The Musée de l’Elysée is pleased to announce the winner of the 4th edition of the Prix Elysée: Hong Kong born photographer Kurt Tong. Chosen by an international jury of experts among eight selected projects, Kurt Tong’s work revolves around exploring his Chinese roots by using photography as a narrative tool. “This project brings together the great history with fundamental subjects, such as immigration, war, expatriation, but also a love story that touches each and every one of us.” underlines Tatyana Franck, Director of the Musée de l’Elysée, Lausanne.
The Musée de l’Elysée and Parmigiani Fleurier would like to congratulate photographer Kurt Tong for his project entitled Dear Franklin. The inspiration for this work goes back to 2018, after the death of a friend of Kurt Tong’s neighbour, as a result of which he is given an old wooden trunk. Sealed by a Taoist seal, it contains a number of handwritten letters, old photographs and numerous books from the 1920s, all belonging to a man called Franklin Lung.
Kurt Tong’s project
After months of research by meticulously combing through all the clues, Kurt finds out that Franklin was born into a poor family in Hong Kong just after the fall of Imperial China in 1912. With determination, Franklin managed to attend the best university in Shanghai and became a member of high society, who had trading links with several of the colonial occupiers. He also fell in love and got engaged to Dongyu, the daughter of a high-ranking Kuomintang general.

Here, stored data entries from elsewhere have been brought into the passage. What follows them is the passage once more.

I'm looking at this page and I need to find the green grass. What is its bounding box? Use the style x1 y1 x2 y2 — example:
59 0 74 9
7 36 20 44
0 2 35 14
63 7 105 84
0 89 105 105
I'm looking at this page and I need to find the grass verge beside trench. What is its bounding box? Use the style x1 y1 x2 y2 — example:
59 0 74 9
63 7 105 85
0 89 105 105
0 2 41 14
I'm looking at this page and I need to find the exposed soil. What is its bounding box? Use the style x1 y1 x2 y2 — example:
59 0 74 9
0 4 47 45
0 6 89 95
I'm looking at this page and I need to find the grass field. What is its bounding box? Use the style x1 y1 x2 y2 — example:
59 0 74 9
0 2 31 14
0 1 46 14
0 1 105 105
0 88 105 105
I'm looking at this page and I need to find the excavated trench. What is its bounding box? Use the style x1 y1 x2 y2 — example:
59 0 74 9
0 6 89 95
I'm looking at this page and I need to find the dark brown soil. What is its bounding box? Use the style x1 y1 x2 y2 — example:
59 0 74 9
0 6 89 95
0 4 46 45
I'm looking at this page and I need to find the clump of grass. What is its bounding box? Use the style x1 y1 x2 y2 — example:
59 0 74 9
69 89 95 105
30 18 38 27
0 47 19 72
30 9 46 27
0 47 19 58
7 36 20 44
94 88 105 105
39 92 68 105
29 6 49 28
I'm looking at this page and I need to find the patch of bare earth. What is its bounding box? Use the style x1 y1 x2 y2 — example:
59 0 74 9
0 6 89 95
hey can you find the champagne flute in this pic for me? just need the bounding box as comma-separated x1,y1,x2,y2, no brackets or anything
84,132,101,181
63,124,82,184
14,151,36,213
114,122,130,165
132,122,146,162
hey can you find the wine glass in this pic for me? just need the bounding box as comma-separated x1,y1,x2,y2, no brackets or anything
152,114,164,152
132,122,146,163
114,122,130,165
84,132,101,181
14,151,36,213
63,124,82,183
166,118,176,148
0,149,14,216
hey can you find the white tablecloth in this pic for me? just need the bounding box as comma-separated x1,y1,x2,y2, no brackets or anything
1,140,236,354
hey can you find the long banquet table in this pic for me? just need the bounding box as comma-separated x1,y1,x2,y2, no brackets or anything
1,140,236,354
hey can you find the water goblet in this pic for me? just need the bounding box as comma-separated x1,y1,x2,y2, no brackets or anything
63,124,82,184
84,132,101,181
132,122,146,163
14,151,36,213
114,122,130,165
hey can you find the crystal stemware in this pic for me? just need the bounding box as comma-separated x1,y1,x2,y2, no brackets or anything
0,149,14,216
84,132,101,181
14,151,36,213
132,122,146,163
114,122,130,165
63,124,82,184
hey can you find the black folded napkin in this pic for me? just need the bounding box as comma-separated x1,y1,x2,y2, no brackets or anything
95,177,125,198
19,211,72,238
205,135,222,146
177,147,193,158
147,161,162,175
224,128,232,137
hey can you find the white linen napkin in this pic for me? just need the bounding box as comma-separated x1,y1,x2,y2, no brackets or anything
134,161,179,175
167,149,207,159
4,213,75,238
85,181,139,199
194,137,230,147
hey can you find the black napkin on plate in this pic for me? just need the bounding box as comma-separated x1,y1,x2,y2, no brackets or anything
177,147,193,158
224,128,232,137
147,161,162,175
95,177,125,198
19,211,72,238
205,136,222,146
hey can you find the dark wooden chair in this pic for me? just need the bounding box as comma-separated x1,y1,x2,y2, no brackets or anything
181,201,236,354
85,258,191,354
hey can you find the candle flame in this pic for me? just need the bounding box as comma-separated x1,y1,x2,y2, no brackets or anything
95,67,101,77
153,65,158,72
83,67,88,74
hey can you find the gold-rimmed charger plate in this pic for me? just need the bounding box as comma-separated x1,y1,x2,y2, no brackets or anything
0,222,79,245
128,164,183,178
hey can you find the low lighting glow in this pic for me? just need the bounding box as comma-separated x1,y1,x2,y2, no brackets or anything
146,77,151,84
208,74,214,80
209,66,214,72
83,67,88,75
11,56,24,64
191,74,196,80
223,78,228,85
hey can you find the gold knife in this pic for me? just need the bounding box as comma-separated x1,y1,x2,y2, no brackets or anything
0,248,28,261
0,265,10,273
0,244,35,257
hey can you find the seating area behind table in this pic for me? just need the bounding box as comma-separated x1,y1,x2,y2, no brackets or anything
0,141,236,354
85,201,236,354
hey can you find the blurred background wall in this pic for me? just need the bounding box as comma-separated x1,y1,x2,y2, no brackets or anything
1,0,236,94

In 1948, tragedy struck. Dongyu was on board the SS Kiangya, packed with refugees escaping the communist army when it was sunk by an old Japanese sea mine near the beginning of the Huangpu River. Franklin was heartbroken but decided to go ahead with the wedding, marrying her in an elaborate ghost marriage ceremony, where a living person is eternally tied to a deceased person spiritually. Soon after the wedding, Franklin fled to Hong Kong. He briefly emigrated to the USA via the 105 annual quota after the repeal of the Chinese Exclusion Act. After several failed businesses in San Francisco, he was left penniless. At some point, he returned to Hong Kong, and still stricken by grief, committed suicide by jumping into the Victoria Harbour during Typhoon Wanda in 1962. He was presumed drowned.
Despite Franklin’s story happening in the first half the 20th century, there are very current themes running through it; social mobility, migration and tragedy, and people risking it all for better opportunities. This body of work also examines the superstitious practices around fortune telling, conjuring and many of the less common Taoist practices, and people seeking closure and escape through supernatural means. According to Laurel Parker, Founder and Artistic Director of Laurel Parker Book in Paris and member of the Prix Elysée jury, “Kurt Tong’s project Dear Franklin is first and foremost a book project. He’s creating a new narrative from narratives that exist already. Found letters, historical photography, found objects, mixed with his own imagination and photographic creation. Kurt is using a mixture of fiction and historical events to discuss problems surrounding us today: forced migration, civil wars, and the effects that these events have on the individual.”
Kurt Tong’s background
Kurt Tong graduated with a Master’s degree in documentary photography at the London College of Communication in 2006. Having grown up in the United Kingdom, his work revolves around exploring his Chinese roots, his upbringing and understanding of his motherland. Using multilayered narratives, his recent work has dealt with the Asian Diaspora, Chinese funeral practices and early Chinese feminism.
Much of Kurt’s work, whilst deeply rooted in photography, has incorporated other mediums, performative elements and audience participations, pushing the possibility of photography as a narrative tool. He has been chosen as the winner of the Photography Book Now competition, the Hey, Hot Shot! competition and the prestigious Jerwood Photography Award. Kurt Tong’s photographs have been widely published and exhibited around the world at solo venues including The Royal Academy in London, the Impressions Gallery in Paris, the Abbaye de Neumunster in Luxemburg, at the Fotofest in Houston.
This edition’s jury
The jury was composed of Clément Chéroux, Chief Curator of Photography at the Museum of Modern Art (MoMA) in New York, Laurel Parker, founder and Artistic Director of Laurel Parker Book in Paris, Carla Sozzani, gallerist, publisher and founder of Galleria Carla Sozzani in Milan, and Michael G. Wilson, philanthropist, producer and collector of photographs in London, and the founding partners Tatyana Franck, Director of the Musée de l’Elysée and Michel Parmigiani, founder of Parmigiani Fleurier. The jury also acknowledges the nominees, Alexa Brunet, Arguiñe Escandón & Yann Gross, Magali Koenig, Thomas Mailaender, Moises Saman, Assaf Shoshan, and Alys Tomlinson for the high quality projects they presented and their invaluable contributions, particularly within the framework of The Nominees’ Book 2020-2022.
Launched in 2014, the Prix Elysée is a prize supporting artistic production in the field of photography. Resulting from a partnership between the Musée de l’Elysée and Parmigiani Fleurier, it offers financial help to create a book and curatorial guidance to artists with a passion for photography, so they can take a decisive step in their career.